Panels of markers have been suggested to surpass single candidate markers to diagnose, predict and characterise AD. For the classification of the disease and its pathology, multiple multivariate blood-based biomarker panels have therefore been suggested. A wide range of studies illustrate the successful use of multivariate protein marker panels in stratifying situations [4]. Blood-based biomarker panels are designed to estimate disease-related phenotypes, such as cognitive impairment, atrophy of the brains, neocortic Aβ deposition, following case-control studies. Both inflammatory marker and supplementary cascade proteins have been shown to have cognitive performance correlations, cognitive impairment and clinical progression.

Biomarker panels of miRNA

The area of epigenetics, with micro RNA (miRNA) gene regulation, is one such subject for biomarker discovery as well. miRNAs are transported in liposomes, HDLs, exosomes and other proteins that shield miRNA from degradation. The first panel report of 12 miRNAs can discriminate Alzheimer's disease against the controls with 93 percent accuracy. The panel was also able to identify AR patients with accuracies of 74 to 78 percent from Mild cognitive impairment, multiple sclerosis, parkinsonism, severe depression, schizophrenia and bipolar disorder. Additional trials of the panels of miRNAs revealed discrimination of 75 and 95 percent between Alzheimer's disease patients and controls.
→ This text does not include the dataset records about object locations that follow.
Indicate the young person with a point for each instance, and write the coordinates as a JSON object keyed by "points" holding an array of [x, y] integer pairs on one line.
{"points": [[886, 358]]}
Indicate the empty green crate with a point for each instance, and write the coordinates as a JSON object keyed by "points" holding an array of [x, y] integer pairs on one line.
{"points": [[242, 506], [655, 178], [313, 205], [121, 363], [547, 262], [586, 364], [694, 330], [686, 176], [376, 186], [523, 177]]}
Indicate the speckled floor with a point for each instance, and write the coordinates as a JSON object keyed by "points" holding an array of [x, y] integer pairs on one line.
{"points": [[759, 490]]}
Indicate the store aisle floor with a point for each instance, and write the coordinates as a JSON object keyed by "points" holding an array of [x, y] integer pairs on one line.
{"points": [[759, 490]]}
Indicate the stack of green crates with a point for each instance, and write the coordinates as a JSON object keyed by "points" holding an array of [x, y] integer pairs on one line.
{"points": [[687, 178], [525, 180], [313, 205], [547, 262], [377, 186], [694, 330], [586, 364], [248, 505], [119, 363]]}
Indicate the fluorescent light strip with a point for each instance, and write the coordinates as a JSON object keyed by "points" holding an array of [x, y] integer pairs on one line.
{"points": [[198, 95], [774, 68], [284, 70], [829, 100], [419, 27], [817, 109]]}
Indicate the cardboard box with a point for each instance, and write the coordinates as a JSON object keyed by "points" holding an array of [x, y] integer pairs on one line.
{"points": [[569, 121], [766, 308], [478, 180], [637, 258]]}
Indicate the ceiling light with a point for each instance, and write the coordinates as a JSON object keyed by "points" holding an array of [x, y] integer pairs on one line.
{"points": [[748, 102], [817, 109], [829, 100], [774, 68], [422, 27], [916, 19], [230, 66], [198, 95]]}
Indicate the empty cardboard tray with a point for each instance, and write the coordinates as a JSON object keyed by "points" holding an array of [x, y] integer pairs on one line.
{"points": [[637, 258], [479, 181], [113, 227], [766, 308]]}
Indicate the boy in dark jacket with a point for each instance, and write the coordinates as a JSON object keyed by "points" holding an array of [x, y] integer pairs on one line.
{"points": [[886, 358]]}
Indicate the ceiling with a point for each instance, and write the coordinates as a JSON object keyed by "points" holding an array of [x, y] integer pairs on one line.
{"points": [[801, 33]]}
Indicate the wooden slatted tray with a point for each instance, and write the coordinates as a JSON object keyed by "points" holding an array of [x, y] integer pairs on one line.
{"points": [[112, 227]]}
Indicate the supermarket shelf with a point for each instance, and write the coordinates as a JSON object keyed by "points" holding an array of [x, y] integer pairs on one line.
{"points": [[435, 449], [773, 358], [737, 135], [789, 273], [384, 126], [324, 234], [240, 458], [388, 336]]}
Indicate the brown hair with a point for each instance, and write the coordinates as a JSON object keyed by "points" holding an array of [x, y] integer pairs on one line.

Nagaraj and his colleagues include a recent analysis of miRNAs as Alzheimer's disease biomarkers whereby 136 individual miRNAs between Alzheimer's disease and the control states in literature have been significantly altered [5].

Metabolomics

Recent developments, combined with a high-performance liquid/ gas chromatography of the magnetic resonation and mass spectroscopy, allowed thousands of metabolites to be evaluated dynamically and represent functional networks of downstream genome shift, transcriptome and proteome. The two most influential metabolites were glycerophosphocholin and D-glucosaminide and metabolic changes in plasma that showed a distinction between controls and AD were also recorded. Another trial showed different metabolites in MCI participants who did not progress to AD over the next 2 years with a 2.4-dihydroxybutanoic acid motivated directly by this result [6].

Discussion and Conclusion

The field is gradually moving closer to the search of blood biomarker in AD as instruments are made more sensitive for the quantification of blood biomarkers and for the understanding and implementation of standardisation processes in the field of the sample processing. These changes tend to have shifted in recent literature to include single candidate metrics, which were also the subject of investigations from 10 to 15 years ago, away from multiplexed evaluation that was common around 5 years ago. Plasma Aβ42/Aβ40 ratio, tau and NfL are the markers most promising as the markers for AD, but promising evidence on new panels can reflect responses in tissue to AD-related diseases also exists. In order to understand their merits as potential screenings, diagnostic, monitoring or prognostic markers of the disease, replication and further studies are therefore needed.